Alan Covich

Professor Emeritus, University of Georgia & Luquillo LTER

Dr. Alan P. Covich is a professor of ecology and former director of the Institute of Ecology in the Odum School of Ecology at the University of Georgia, USA.  He chaired Colorado State University’s Department of Fishery and Wildlife Biology and was on the faculty of the University of Oklahoma and Washington University-St Louis. 

He received a Ph.D. in Biology from Yale University and A.B. degree from Washington University. His research focuses on impacts of droughts, floods and hurricanes on freshwater ecosystem services and food webs at river-network scale. Covich is a past-president of the International Association of Ecology, the Ecological Society of America, the American Institute of Biological Sciences, and the North American Benthological Society (now the Society for Freshwater Science).

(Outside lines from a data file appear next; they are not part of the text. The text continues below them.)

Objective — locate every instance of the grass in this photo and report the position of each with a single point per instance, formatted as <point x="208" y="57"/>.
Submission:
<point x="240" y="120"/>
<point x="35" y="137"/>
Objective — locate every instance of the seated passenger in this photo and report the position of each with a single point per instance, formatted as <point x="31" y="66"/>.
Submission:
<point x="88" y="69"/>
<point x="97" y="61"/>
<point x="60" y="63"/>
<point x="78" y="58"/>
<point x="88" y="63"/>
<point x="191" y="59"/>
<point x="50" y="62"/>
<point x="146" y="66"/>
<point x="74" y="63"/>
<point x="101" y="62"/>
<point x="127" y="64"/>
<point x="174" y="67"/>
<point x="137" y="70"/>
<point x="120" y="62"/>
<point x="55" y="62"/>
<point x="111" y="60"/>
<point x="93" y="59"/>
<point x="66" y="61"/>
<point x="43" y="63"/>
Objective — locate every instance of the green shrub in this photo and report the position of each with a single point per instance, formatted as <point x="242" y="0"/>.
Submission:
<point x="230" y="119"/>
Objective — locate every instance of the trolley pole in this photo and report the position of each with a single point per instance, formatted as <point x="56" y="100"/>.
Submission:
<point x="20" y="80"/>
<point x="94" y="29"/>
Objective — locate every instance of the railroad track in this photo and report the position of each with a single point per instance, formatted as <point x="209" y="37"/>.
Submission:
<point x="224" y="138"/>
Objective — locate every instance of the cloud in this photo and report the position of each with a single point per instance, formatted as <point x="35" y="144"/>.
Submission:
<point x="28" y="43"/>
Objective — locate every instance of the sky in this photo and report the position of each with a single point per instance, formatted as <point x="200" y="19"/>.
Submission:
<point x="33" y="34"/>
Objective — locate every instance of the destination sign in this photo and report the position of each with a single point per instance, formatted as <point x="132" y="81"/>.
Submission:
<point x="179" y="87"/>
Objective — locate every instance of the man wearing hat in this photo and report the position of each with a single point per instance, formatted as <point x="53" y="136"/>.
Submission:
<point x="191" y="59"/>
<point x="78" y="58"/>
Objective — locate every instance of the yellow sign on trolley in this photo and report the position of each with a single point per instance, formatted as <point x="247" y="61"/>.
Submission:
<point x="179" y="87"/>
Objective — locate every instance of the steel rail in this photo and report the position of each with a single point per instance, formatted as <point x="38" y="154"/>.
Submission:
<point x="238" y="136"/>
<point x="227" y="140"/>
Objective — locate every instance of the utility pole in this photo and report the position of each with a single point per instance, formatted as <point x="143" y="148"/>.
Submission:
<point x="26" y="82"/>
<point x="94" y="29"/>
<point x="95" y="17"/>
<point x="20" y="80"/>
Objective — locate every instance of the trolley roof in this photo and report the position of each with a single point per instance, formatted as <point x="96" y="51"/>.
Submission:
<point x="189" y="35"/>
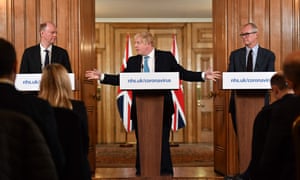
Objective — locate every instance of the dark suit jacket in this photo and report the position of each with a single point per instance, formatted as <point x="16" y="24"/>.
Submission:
<point x="265" y="61"/>
<point x="31" y="59"/>
<point x="40" y="112"/>
<point x="260" y="130"/>
<point x="24" y="153"/>
<point x="80" y="109"/>
<point x="70" y="136"/>
<point x="164" y="62"/>
<point x="278" y="157"/>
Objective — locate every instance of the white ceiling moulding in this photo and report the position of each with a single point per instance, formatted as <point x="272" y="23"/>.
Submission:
<point x="163" y="20"/>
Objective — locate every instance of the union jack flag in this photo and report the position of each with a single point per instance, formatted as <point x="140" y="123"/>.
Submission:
<point x="124" y="98"/>
<point x="178" y="118"/>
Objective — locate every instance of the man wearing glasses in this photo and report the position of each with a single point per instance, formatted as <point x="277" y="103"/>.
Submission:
<point x="250" y="58"/>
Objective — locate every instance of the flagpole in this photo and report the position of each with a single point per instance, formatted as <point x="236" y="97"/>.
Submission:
<point x="172" y="143"/>
<point x="126" y="144"/>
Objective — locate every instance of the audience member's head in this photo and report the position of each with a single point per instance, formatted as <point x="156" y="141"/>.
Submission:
<point x="55" y="86"/>
<point x="8" y="60"/>
<point x="279" y="85"/>
<point x="291" y="69"/>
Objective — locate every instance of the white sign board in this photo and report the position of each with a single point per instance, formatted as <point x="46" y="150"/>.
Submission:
<point x="31" y="82"/>
<point x="247" y="80"/>
<point x="156" y="80"/>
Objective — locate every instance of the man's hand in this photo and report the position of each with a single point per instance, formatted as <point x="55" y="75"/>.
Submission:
<point x="212" y="75"/>
<point x="93" y="74"/>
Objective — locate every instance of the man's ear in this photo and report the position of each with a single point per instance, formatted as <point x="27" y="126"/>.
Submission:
<point x="15" y="68"/>
<point x="290" y="84"/>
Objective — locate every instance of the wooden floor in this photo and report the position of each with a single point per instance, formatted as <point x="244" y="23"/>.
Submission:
<point x="188" y="173"/>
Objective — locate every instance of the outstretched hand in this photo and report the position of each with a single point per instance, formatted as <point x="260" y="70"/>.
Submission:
<point x="212" y="75"/>
<point x="93" y="74"/>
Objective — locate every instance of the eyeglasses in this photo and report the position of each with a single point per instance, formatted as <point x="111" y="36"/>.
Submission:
<point x="247" y="34"/>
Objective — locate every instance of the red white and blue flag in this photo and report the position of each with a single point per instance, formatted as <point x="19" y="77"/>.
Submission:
<point x="124" y="98"/>
<point x="178" y="118"/>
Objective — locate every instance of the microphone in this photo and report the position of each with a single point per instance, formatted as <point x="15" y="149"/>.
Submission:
<point x="142" y="67"/>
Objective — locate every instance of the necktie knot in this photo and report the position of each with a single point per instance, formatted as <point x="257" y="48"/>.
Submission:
<point x="250" y="61"/>
<point x="146" y="64"/>
<point x="47" y="61"/>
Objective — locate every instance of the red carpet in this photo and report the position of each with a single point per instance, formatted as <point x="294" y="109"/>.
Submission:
<point x="112" y="155"/>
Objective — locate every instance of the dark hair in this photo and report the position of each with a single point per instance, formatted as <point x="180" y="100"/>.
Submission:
<point x="8" y="57"/>
<point x="278" y="79"/>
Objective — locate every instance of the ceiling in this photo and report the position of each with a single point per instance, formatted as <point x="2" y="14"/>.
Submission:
<point x="153" y="9"/>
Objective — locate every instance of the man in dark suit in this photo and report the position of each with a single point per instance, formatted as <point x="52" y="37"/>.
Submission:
<point x="36" y="57"/>
<point x="37" y="109"/>
<point x="263" y="59"/>
<point x="278" y="157"/>
<point x="159" y="61"/>
<point x="280" y="92"/>
<point x="250" y="58"/>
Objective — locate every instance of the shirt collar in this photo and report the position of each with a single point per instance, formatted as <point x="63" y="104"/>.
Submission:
<point x="254" y="49"/>
<point x="49" y="48"/>
<point x="151" y="54"/>
<point x="6" y="81"/>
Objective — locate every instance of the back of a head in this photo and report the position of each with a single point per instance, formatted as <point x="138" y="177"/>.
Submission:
<point x="278" y="79"/>
<point x="291" y="69"/>
<point x="55" y="86"/>
<point x="8" y="58"/>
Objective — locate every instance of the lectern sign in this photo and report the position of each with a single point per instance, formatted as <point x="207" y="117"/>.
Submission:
<point x="31" y="82"/>
<point x="247" y="80"/>
<point x="157" y="80"/>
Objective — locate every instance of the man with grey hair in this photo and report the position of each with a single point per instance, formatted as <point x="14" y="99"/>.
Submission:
<point x="35" y="58"/>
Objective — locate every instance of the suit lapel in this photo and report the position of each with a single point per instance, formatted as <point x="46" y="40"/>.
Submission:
<point x="258" y="59"/>
<point x="243" y="59"/>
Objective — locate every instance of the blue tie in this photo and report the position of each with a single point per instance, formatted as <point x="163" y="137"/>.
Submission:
<point x="146" y="65"/>
<point x="47" y="57"/>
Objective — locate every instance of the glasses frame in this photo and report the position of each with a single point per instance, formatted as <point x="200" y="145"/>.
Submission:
<point x="247" y="33"/>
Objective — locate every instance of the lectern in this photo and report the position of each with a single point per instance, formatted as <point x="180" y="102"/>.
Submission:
<point x="247" y="104"/>
<point x="249" y="91"/>
<point x="150" y="118"/>
<point x="150" y="89"/>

He received the Icko Iben Award for Excellence by the American Water Resources Association, the Distinguished Service Award by the Ecological Society of America, and was elected a Fellow of the American Association for the Advancement of Science, the Ecological Society of America, and the Society for Freshwater Science.

Covich co-edited three editions of the Ecology and Classification of North American Freshwater Invertebrates, as well as reviews on climate change and drought impacts on ecosystems for Resources for the Future, and book chapters (Water in Crisis, Encyclopedia of Biodiversity, Encyclopedia of Islands, and the Encyclopedia of Hydrologic Processes). He has served on ecosystem review panels for the U.S. National Science Foundation and several international organizations.

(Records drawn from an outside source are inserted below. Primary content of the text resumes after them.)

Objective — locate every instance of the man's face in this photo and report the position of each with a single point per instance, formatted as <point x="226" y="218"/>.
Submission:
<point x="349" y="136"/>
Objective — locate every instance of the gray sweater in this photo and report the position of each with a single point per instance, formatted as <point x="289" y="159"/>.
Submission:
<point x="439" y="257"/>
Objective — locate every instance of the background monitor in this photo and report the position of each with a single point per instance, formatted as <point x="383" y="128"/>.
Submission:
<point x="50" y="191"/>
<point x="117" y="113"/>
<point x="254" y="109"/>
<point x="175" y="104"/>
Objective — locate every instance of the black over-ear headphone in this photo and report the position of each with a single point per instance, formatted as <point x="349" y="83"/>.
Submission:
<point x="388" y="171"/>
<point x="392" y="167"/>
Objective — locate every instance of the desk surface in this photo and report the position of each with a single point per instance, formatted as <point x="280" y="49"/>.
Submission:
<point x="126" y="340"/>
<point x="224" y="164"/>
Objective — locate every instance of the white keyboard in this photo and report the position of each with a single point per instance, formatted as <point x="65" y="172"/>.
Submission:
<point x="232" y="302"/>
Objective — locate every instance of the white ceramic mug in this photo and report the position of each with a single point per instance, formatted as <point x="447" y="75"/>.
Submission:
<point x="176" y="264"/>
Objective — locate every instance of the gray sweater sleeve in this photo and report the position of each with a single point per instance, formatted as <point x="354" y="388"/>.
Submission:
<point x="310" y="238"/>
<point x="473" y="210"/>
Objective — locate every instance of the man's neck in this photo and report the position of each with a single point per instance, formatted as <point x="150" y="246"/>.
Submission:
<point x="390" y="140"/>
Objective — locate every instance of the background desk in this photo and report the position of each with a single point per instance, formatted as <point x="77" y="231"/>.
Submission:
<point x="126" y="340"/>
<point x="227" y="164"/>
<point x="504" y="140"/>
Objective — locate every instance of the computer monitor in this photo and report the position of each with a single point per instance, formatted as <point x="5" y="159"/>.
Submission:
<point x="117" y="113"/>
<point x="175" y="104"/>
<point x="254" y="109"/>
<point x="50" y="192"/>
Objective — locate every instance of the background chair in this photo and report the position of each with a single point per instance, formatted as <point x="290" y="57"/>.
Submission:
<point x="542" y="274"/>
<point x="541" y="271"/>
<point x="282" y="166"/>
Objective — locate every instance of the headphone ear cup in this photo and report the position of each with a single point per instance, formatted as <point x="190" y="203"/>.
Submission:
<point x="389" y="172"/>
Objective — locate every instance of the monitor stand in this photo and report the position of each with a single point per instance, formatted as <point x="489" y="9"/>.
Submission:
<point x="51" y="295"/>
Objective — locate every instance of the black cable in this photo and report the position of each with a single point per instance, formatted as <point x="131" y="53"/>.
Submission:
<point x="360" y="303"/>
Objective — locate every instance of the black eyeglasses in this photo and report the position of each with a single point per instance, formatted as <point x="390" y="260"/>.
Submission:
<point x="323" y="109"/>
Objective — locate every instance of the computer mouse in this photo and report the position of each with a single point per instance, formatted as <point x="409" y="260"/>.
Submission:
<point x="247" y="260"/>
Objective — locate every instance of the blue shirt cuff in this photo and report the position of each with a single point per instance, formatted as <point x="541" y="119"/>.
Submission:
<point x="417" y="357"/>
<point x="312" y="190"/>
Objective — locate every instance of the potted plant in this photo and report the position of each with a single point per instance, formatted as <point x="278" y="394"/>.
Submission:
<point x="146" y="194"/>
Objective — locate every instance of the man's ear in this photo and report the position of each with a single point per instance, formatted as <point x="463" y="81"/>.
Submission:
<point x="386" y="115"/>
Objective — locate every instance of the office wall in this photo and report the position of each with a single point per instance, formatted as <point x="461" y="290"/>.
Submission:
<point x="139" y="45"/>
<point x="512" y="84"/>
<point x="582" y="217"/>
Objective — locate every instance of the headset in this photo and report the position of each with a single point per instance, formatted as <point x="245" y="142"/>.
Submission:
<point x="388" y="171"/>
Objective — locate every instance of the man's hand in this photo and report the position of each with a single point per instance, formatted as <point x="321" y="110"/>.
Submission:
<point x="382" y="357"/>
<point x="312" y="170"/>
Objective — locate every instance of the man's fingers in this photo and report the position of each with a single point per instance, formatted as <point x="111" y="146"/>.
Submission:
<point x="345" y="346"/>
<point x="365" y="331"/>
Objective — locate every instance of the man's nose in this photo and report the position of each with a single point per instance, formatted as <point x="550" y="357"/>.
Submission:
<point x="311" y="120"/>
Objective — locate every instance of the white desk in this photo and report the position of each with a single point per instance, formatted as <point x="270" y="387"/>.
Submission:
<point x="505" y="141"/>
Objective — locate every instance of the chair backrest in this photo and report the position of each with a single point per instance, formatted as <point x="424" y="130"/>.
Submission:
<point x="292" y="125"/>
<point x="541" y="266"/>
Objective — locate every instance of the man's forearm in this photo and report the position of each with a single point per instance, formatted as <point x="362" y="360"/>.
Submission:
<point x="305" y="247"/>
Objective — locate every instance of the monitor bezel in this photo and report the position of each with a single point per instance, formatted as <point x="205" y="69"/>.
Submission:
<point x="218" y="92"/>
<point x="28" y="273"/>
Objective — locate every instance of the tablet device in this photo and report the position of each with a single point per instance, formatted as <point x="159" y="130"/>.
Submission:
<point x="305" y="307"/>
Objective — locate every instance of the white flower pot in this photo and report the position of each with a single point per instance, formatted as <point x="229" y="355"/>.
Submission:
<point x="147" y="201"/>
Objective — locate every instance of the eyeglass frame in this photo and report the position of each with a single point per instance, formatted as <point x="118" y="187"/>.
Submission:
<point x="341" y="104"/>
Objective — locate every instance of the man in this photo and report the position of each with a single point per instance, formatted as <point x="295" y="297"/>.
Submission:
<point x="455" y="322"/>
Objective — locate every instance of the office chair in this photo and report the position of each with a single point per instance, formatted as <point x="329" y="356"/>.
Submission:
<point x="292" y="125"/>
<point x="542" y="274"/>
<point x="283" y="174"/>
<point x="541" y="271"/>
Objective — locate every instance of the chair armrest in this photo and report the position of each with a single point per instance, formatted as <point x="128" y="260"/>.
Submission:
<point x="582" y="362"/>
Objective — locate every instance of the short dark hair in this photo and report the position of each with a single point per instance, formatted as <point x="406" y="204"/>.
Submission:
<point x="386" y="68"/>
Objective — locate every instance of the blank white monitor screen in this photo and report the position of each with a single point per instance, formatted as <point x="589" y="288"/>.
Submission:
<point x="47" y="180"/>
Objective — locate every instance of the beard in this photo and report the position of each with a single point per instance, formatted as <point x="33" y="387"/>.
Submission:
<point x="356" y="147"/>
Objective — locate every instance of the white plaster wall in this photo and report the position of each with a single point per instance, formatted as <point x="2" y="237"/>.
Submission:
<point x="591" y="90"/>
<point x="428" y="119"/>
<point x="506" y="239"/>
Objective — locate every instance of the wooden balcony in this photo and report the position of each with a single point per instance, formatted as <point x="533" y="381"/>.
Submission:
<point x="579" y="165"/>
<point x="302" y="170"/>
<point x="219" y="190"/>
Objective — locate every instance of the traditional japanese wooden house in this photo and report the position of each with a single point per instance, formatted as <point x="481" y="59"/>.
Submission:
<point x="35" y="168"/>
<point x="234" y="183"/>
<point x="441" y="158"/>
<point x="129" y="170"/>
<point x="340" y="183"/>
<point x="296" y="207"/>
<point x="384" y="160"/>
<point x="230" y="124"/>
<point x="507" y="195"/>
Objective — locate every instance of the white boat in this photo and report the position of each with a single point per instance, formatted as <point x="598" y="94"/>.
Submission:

On the impacts of multiple disturbances on the resiliency of tropical freshwater food webs and ecosystem services in the Luquillo Experimental Forest, Puerto Rico

Climate change is altering the frequency and intensity of hurricanes and droughts on Caribbean Island ecosystems. Our long-term data over more than three decades allowed us to analyze the impacts of multiple hurricanes and severe droughts on stream food webs in the El Yunque National Forest, Puerto Rico.  Common effects of both types of disturbance are a pulse of riparian leaf litter and an increase in light so that leaf-litter processing by detritivores and grazing by macroinvertebrates generally are increased. However, the hydrological effects can be distinct and variable in that very low flows can lead to deoxygenation and slow infilling of substrata. In contrast, high flows associated with hurricanes create debris dams and can rapidly increase stream bank erosion causing sedimentation of shallow pools. We have observed that the diversity of the stream fauna is resilient especially to flooding during hurricanes apparently as a result of a long evolutionary history and adaptations for these impacts. Adaptations to droughts, however, appear less effective. Movement by some macroconsumers from pools with decreased flow, lower volume, and less dissolved oxygen to higher-quality deep, well-oxygenated pools can potentially mitigate some drought effects but more analysis and modeling are needed to evaluate directionality of macroconsumer movements. Our study highlights the potential long-term effects of multiple disturbances on stream food webs and associated ecosystem processes in response to increasing extreme events resulting from Caribbean climate change. These rainforest streams provide important ecosystem services to surrounding communities that depend on stream flows for water supplies and recreation.